Published June 04. 2013 4:00AM
With the budget largely set for the next two years, the fate of Gov. Dannel P. Malloy's first term rests largely with the economy.
On the positive side, Gov. Malloy, working with large majorities of fellow Democrats in the state House and Senate, remained true to the education reforms approved a year ago. He can trumpet decisions not to shift the state's fiscal problems to the towns and cities. The budget largely preserves human services' programming. And the governor remained true to his campaign promises to make the state an aggressive partner and investor in promoting economic growth.
But he is also the governor of the $1.5 billion tax increase, largest in state history, and a labor concession deal that fell well shy of savings expectations, at least in the short term. In his call for "shared sacrifice" after his November 2010 election, Gov. Malloy vowed not only to close the $3.7 billion spending gap he inherited, but more permanently address the structural problems that led to persistent fiscal problems.
"This is our time to do what we were elected to do, to fix what's broken once and for all," Gov. Malloy told the legislature to loud applause just a few weeks after his election.
But the past session showed the problems are not fixed once and for all. The economy has not improved as predicted; tax revenues and projected savings have fallen short. And when the legislature convened at the beginning of 2013, it faced projected deficits of $1.2 billion and $1.3 billion over the next two fiscal years.
In working with lawmakers on a budget that backs continued education reform, sustains municipal aid, while avoiding another tax increase on personal income, Gov. Malloy is preparing to sign a spending plan that uses the type of one-time revenue sources and borrowing - if not at the same scale - for which he criticized his predecessor.

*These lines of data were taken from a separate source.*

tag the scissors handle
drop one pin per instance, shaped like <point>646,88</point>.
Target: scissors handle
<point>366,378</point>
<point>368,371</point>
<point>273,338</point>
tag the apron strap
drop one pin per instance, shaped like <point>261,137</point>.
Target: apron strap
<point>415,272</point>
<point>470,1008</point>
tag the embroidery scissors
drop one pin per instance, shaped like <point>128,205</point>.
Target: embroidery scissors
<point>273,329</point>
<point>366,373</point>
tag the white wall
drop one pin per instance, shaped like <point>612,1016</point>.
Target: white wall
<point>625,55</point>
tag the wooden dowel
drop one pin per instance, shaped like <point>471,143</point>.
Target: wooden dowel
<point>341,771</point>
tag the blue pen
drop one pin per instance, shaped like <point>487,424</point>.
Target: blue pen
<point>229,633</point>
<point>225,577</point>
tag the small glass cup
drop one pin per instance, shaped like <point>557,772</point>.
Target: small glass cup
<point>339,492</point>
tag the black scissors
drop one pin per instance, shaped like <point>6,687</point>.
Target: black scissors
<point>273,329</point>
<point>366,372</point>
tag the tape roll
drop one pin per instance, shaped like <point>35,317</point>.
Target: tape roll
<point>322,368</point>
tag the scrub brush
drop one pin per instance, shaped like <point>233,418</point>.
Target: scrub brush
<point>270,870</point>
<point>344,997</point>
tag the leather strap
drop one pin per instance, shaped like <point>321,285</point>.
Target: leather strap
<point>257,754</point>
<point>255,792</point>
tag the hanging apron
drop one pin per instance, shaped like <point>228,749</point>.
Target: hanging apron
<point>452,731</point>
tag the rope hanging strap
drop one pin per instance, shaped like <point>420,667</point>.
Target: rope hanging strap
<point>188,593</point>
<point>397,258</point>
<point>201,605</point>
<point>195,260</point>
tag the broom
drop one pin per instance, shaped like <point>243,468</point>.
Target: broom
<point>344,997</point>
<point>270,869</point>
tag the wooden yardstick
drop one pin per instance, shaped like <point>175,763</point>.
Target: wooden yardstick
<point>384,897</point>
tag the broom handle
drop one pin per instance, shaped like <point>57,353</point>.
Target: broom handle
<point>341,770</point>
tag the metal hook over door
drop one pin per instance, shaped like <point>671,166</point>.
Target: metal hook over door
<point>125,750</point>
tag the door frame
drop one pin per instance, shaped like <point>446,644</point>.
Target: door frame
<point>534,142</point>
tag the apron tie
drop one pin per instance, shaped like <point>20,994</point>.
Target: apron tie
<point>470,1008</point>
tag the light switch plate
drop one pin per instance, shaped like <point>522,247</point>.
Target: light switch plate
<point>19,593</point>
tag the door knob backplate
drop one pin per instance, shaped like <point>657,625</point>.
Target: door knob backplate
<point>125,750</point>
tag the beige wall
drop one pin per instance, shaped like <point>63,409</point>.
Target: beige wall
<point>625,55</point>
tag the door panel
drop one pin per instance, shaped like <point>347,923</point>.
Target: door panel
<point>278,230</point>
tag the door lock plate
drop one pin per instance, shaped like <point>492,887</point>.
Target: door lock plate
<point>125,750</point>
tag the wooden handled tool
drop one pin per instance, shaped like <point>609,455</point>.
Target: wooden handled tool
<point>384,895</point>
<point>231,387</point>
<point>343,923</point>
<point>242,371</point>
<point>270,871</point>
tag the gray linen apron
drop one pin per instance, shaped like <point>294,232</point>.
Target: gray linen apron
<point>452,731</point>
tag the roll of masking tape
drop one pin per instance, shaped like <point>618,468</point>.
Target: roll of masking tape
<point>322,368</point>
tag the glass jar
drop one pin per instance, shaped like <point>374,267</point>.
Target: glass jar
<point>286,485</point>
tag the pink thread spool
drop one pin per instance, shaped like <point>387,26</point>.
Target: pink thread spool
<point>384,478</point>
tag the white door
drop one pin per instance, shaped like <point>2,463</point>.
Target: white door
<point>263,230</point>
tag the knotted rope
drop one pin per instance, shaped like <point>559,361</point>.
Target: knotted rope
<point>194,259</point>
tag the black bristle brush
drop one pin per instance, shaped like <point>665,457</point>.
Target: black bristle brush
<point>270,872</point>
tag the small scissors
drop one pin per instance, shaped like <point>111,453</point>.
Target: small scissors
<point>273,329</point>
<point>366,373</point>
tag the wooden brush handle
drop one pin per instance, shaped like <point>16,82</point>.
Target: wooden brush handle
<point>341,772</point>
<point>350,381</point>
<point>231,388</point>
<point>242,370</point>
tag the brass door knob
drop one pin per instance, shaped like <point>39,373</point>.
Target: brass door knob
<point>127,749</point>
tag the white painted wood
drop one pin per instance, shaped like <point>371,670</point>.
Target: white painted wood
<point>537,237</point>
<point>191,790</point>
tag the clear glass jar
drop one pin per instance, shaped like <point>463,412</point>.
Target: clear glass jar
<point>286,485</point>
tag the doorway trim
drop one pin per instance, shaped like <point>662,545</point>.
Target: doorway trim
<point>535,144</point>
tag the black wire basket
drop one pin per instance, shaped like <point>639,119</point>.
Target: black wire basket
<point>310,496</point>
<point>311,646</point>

It has to be humbling.
Rather than being set aside as a fiscal cushion, the $221 million projected budget surplus for this fiscal year will be used to fund the budget that begins July 1. The new budget also raids clean energy, transportation and other special funds to pay general operating expenses. All told it employs $365 million in one-time revenues and rerouted funds.
Gov. Malloy noted, however, the scale of the fiscal slight of hand is far smaller than seen during the final two years of the administration of Gov. M. Jodi Rell. This ambitious governor appeared to recognize in a conference call with editors Monday the limits of his earlier ambitions.
"Have I been able to slay every dragon overnight? The answer is no," he said.
Most outrageously was the 11th hour push to legalize keno to raise more revenues, without a hearing process or even negotiations with the Mohegan and Mashantucket tribes, who contend their compact with the state gives them exclusive rights to what they consider a casino game. The bill sets aside 12.5 percent of keno revenues, assuming that will be enough to buy tribal approval. This is no way to bargain.
To be fair, keno was not the governor's idea. To raise those revenues he wanted to auction off the rights to blocks of state electric customers. The administration promised customer savings, but consumer advocates said the strategy would have meant higher prices long term, and the legislature balked.
A future Republican opponent will have plenty of ammunition to attack the incumbent. Gov. Malloy will, in turn, be able to point to education reform, sustaining municipal aid, his handling of crises and tougher firearms' regulations, all popular with the majority of citizens.
The political fulcrum will be the economy. Sustained economic growth would produce revenues sufficient to mask the budget gimmickry. It would also underpin the Malloy administration economic strategy - Jackson Laboratories, the First Five program, grants and loans to small business and the controversial New Britain-Hartford busway project.
We are convinced the governor's economic approach will in time bolster job growth. The question still remains whether it will come in time to save his.